More importantly, Luo replaced “elegance” with “efficiency,” favoring pragmatic design over aesthetic refinement. As Wu Xiaobo said, “waste life on beautiful things”; when smartphones lose their elegance, manufacturers prioritize efficiency, treating human‑machine interaction as a utilitarian process.

These concessions dilute the emotional superiority the brand once cultivated, weakening Luo’s value as an asset. The broader context includes Smartisan’s lack of exit options beyond a public listing; without a buyer, the company becomes an “empty nest” without Luo.

The tragedy is not a bruised fighter but a businessman who, after wrapping himself in warm fur, behaves like a shrewd, self‑servicing merchant.

The Age of Smartphone Dumping

Because of marginal costs, truly free hardware is unlikely, yet in a slowing global economy, ultra‑low‑price smartphones become a tempting way to sustain consumption, even if it shortens product lifespans to under a year for sub‑1000 CNY models.

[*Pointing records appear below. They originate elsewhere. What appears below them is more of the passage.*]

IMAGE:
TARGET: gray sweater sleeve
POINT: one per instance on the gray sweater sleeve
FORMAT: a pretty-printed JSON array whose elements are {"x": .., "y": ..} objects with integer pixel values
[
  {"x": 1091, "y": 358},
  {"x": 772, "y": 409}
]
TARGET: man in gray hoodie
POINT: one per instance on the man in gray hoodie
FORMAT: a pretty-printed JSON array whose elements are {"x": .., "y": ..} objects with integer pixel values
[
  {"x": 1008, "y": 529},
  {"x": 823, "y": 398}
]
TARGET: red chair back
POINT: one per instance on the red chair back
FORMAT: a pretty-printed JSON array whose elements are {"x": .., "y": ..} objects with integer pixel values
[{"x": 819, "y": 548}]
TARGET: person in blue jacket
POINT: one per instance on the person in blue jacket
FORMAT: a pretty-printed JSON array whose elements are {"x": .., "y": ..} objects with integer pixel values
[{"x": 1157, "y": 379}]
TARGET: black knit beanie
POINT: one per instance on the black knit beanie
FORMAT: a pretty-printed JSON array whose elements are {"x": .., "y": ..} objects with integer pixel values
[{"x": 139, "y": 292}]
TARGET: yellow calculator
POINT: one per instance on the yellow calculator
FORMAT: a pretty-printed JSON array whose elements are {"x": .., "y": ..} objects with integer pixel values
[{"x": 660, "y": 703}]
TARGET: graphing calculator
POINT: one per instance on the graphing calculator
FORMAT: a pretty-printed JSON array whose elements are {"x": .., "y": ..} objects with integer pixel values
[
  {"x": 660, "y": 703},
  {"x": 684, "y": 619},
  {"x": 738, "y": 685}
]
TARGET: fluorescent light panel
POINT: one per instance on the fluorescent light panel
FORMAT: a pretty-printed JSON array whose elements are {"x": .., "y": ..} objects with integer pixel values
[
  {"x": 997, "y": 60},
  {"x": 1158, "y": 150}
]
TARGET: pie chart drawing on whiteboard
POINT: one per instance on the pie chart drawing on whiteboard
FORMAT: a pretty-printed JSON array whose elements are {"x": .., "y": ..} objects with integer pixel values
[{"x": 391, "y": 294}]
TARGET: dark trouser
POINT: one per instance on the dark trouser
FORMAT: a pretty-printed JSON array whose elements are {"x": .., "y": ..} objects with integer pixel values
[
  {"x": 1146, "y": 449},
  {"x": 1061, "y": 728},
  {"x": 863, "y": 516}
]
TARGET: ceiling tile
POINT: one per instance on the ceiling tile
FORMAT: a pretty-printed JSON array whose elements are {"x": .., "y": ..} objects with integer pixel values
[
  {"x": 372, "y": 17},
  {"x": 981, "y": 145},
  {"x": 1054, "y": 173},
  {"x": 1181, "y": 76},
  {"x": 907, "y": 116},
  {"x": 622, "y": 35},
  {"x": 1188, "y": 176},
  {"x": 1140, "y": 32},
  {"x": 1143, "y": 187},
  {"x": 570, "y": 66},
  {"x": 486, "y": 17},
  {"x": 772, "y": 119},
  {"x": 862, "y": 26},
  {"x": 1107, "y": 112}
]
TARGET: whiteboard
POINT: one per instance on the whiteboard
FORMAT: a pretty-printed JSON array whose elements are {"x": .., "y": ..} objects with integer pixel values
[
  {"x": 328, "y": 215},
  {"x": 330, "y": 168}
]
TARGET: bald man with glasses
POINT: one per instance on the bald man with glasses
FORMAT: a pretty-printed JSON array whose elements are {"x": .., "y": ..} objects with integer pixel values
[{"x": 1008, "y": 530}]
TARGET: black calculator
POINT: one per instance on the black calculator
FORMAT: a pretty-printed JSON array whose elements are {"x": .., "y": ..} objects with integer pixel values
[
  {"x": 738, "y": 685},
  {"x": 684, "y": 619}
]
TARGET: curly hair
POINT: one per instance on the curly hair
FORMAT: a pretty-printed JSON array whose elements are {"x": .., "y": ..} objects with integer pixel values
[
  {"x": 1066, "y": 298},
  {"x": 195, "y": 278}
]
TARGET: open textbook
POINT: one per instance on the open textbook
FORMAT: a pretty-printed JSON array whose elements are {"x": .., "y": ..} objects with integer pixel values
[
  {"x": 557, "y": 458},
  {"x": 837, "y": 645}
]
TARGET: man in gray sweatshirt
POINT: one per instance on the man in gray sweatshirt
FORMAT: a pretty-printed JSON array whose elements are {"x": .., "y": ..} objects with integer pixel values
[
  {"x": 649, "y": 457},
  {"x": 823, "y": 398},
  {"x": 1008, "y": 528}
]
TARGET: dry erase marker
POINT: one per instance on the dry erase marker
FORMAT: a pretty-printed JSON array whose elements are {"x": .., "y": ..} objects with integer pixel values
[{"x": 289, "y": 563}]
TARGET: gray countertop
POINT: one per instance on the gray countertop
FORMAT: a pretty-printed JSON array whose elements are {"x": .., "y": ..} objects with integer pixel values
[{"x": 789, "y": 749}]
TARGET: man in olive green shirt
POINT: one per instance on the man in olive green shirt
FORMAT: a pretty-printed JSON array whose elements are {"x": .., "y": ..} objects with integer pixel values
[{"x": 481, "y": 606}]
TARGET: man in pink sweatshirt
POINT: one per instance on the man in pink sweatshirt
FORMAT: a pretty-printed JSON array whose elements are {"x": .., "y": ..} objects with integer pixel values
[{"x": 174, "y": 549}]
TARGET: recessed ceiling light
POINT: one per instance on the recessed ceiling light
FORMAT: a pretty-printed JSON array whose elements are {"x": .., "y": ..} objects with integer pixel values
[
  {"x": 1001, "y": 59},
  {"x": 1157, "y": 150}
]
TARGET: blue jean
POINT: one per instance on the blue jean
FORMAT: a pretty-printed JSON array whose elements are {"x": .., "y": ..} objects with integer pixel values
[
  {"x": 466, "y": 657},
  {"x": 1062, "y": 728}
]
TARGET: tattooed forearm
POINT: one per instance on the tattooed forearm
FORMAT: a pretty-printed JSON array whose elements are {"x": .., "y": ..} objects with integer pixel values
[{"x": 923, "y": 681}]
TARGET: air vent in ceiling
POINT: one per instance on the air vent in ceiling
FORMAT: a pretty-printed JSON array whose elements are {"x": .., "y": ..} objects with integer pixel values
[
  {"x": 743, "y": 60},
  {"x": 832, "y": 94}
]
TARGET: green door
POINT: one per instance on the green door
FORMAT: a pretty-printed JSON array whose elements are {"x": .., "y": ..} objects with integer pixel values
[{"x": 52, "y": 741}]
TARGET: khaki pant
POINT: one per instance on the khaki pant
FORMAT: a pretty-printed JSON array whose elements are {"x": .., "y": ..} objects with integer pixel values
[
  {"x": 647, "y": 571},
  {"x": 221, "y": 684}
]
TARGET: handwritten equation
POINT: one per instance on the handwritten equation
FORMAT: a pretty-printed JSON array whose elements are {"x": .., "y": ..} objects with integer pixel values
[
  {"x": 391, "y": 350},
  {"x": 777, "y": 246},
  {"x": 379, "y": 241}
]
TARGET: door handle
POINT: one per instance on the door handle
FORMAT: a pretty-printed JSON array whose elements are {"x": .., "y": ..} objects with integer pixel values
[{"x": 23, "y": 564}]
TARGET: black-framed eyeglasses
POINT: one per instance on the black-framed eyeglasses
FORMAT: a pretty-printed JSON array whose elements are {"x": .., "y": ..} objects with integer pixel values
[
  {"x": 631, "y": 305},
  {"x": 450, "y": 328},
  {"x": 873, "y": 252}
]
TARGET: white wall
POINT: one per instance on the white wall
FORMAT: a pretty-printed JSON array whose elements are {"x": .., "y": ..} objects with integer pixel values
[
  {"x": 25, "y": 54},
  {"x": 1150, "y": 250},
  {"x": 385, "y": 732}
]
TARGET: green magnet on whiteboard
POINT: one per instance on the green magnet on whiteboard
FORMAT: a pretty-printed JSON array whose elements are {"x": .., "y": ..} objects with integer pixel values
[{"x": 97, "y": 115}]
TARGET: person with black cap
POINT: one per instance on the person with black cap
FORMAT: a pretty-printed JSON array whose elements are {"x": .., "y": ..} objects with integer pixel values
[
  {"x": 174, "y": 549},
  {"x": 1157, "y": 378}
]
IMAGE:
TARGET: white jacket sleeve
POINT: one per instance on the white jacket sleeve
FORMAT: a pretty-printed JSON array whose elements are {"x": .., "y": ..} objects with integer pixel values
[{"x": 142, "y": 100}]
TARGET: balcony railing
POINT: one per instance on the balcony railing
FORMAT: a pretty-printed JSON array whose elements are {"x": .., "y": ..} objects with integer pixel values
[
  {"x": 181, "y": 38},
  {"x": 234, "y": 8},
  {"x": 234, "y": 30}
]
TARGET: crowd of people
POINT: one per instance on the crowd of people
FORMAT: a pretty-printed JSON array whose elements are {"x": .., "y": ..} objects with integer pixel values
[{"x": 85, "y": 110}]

The United States, aside from Apple, does not aggressively produce smartphones, allowing Asian manufacturers to dominate—a situation reminiscent of IBM selling its PC division to Lenovo. Profitability in the smartphone chain requires both scale and pricing power, not necessarily high technical content.

Luo avoids discussing specifications, perhaps to sidestep competitive weaknesses, but the reality is that Chinese smartphone brands act as assemblers, sourcing chips, lenses, and screens, inserting them into generic molds, and relying on Android’s framework.

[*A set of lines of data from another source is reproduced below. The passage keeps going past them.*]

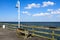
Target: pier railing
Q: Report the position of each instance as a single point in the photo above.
(51, 33)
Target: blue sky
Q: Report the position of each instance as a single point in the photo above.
(31, 10)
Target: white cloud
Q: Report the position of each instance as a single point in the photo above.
(33, 5)
(48, 3)
(26, 12)
(41, 14)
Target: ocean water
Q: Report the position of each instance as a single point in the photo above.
(45, 24)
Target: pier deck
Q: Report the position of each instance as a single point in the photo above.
(6, 34)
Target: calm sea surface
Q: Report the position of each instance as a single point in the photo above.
(48, 24)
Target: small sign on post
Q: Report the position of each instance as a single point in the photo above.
(3, 26)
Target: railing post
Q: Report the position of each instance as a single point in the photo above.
(33, 30)
(52, 34)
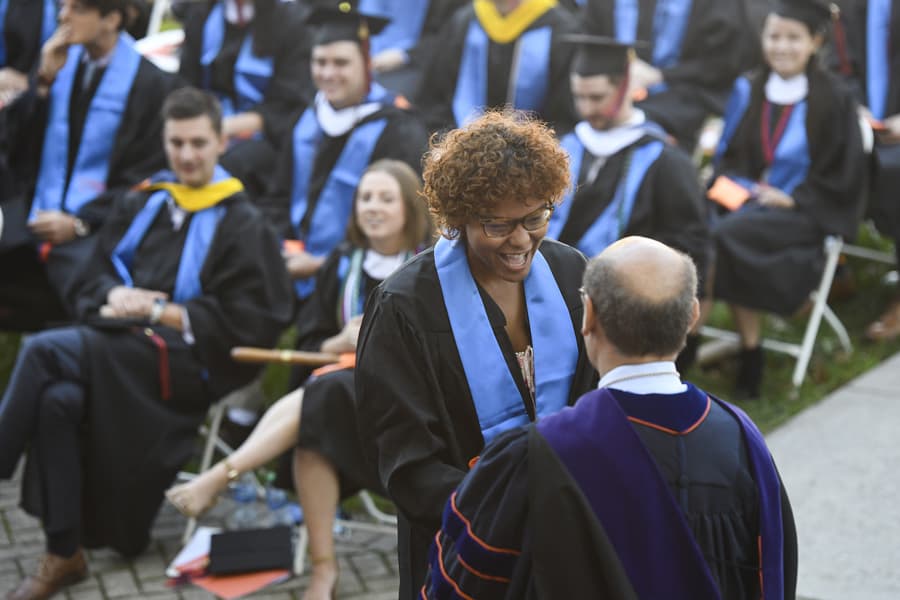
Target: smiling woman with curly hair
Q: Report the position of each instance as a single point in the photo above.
(479, 335)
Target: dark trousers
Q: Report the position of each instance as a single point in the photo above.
(44, 406)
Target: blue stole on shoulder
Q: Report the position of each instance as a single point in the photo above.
(332, 212)
(878, 23)
(104, 116)
(603, 453)
(496, 396)
(251, 73)
(407, 18)
(791, 160)
(670, 21)
(531, 75)
(48, 24)
(614, 219)
(201, 231)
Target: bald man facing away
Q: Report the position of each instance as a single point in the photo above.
(647, 488)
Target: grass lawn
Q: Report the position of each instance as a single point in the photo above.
(829, 367)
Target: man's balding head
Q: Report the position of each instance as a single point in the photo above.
(643, 295)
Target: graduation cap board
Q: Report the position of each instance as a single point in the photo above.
(816, 14)
(597, 55)
(343, 22)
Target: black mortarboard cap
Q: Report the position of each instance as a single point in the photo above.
(816, 14)
(341, 21)
(596, 55)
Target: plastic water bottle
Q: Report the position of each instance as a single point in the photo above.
(247, 514)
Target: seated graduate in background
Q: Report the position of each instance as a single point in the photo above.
(792, 141)
(872, 65)
(254, 56)
(89, 124)
(183, 270)
(498, 53)
(26, 25)
(352, 122)
(478, 335)
(401, 51)
(627, 180)
(390, 223)
(697, 48)
(647, 488)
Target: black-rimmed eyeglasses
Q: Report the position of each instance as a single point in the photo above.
(495, 228)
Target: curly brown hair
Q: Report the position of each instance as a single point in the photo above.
(502, 154)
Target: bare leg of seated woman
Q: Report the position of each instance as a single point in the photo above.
(318, 490)
(275, 434)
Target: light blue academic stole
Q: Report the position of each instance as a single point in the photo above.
(332, 213)
(614, 219)
(670, 21)
(201, 231)
(531, 76)
(495, 394)
(878, 23)
(791, 159)
(251, 73)
(407, 18)
(48, 24)
(104, 116)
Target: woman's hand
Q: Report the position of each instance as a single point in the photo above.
(302, 264)
(772, 196)
(345, 341)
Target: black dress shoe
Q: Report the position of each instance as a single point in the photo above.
(750, 372)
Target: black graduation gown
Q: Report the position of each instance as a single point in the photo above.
(278, 31)
(22, 34)
(669, 205)
(771, 259)
(883, 205)
(718, 44)
(137, 153)
(136, 439)
(435, 96)
(404, 138)
(327, 422)
(416, 415)
(406, 79)
(522, 497)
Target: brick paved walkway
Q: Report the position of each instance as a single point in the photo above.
(368, 562)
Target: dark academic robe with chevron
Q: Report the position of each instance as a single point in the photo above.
(626, 496)
(701, 46)
(769, 258)
(416, 389)
(310, 198)
(73, 155)
(651, 192)
(472, 72)
(871, 63)
(148, 387)
(262, 67)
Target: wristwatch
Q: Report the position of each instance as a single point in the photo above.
(81, 228)
(156, 311)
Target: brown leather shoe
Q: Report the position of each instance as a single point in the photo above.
(887, 327)
(53, 573)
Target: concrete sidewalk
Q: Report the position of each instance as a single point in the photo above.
(840, 462)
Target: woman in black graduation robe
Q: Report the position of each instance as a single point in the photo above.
(769, 253)
(416, 410)
(439, 83)
(278, 32)
(148, 388)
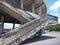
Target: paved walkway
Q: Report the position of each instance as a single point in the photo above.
(51, 38)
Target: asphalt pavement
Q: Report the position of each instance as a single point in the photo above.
(49, 38)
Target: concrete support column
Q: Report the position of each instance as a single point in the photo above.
(2, 25)
(21, 4)
(33, 10)
(13, 25)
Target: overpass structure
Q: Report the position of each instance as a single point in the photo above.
(28, 13)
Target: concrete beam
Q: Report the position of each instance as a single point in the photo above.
(21, 4)
(33, 8)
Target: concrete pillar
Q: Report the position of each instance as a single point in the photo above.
(21, 4)
(33, 10)
(13, 25)
(2, 25)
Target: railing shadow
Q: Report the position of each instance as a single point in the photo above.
(32, 40)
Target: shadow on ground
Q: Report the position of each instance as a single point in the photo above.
(31, 40)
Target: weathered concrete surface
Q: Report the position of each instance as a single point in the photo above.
(50, 38)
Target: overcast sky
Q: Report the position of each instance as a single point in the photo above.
(53, 7)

This business model may seem more imaginative than traditional manufacturing, yet it remains bound to the linear relationship between production volume and corporate performance.

Consequently, “small cleverness” becomes the only viable innovation: features like delayed SMS sending or surname‑based contact sorting are minor tweaks that do not constitute true improvement, yet are marketed as thoughtful user‑centric designs.

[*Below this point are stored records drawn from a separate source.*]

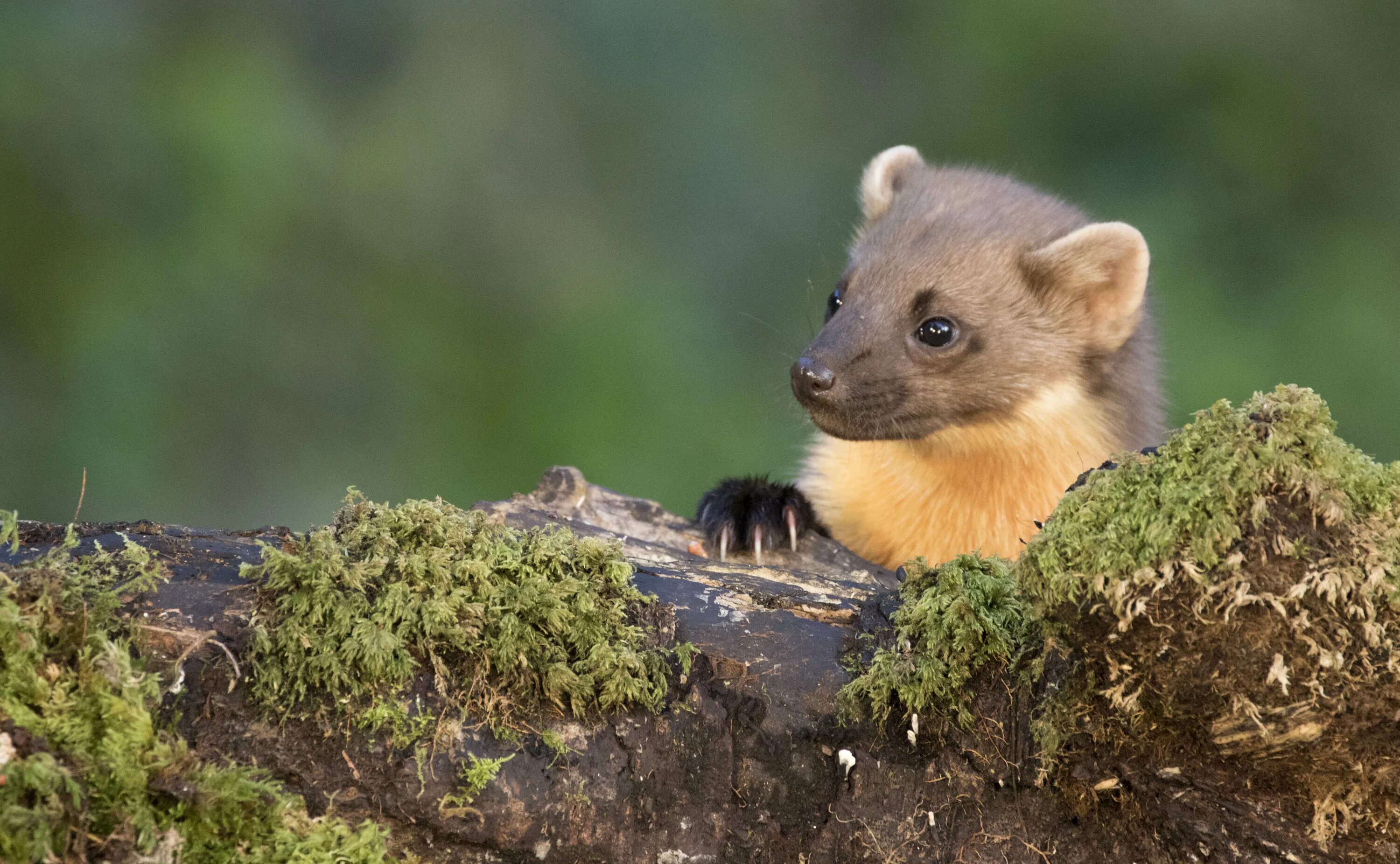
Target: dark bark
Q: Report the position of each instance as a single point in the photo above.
(742, 765)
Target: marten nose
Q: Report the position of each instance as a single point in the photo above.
(811, 377)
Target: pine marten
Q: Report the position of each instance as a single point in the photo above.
(986, 345)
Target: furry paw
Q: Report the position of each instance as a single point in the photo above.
(754, 513)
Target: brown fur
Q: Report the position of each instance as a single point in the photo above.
(938, 452)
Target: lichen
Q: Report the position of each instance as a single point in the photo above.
(1235, 596)
(89, 769)
(507, 622)
(955, 621)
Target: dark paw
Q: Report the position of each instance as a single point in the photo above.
(754, 513)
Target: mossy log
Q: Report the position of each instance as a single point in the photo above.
(744, 762)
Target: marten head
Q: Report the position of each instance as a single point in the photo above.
(966, 296)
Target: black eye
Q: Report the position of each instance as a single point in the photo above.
(833, 303)
(937, 332)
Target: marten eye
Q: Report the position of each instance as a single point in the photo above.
(937, 332)
(833, 301)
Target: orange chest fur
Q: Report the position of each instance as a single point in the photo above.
(964, 489)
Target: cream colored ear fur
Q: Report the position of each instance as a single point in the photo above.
(884, 175)
(1104, 269)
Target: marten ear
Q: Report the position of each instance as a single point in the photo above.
(885, 175)
(1102, 269)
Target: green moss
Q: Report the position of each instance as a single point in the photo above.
(10, 529)
(1197, 496)
(476, 775)
(955, 621)
(1235, 596)
(93, 775)
(507, 622)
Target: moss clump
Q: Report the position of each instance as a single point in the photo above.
(506, 621)
(475, 773)
(955, 621)
(87, 771)
(1237, 594)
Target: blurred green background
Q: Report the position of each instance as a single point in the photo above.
(254, 252)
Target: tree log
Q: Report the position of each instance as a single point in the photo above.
(744, 762)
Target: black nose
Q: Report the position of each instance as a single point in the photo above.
(811, 378)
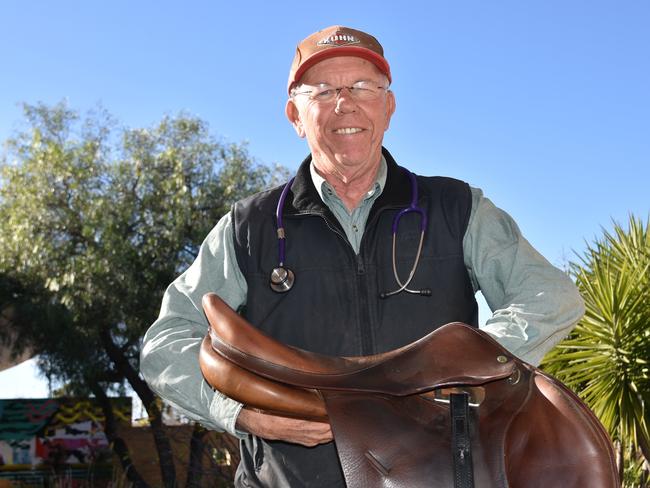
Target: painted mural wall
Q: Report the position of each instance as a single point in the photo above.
(55, 431)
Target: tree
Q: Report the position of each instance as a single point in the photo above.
(96, 222)
(606, 358)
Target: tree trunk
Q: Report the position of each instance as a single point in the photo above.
(195, 465)
(163, 446)
(118, 445)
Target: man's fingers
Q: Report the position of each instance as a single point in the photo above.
(275, 427)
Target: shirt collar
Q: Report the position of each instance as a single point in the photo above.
(322, 185)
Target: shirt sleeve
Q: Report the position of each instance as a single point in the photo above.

Luo’s claim of patenting an automatic back‑cover wallpaper‑change feature is met with skepticism, as similar ideas appear in other brands such as OnePlus.

This phenomenon is not unique to Luo; since 2015, tech journalists have lamented the increasing sameness of product launches, where creative effort ultimately collapses into a repetitive skeleton.

Opportunities and Challenges of Listing

If Smartisan aims for the New Third Board, the path to listing is straightforward, but the real test lies after the IPO.

The board’s poor liquidity and the 5 million CNY asset threshold are not ideal for a fan‑driven company like Smartisan. Luo has long tried to turn his personal charisma into a lifestyle brand, much as he once boosted sales of a niche history book through a brief recommendation.

Having embraced the internet‑company model, Luo sees smartphones as an entry point to generate new demand and revenue streams, with the upcoming VR game project appearing timely and logical—especially given the recent passing of Nintendo’s president, which evokes memories of the early days of personal computing.

Some observers joke that Luo’s capital‑raising skills now outpace his phone‑making abilities; the secondary market may be more tolerant of a loss‑making entrepreneur when the broader ecosystem (smartphone + VR) offers growth potential.

Finally, Luo’s English name on his business cards—John Romero, after the famed game developer—reflects his admiration for bold, idealistic personalities, further blurring the line between tech entrepreneurship and personal branding.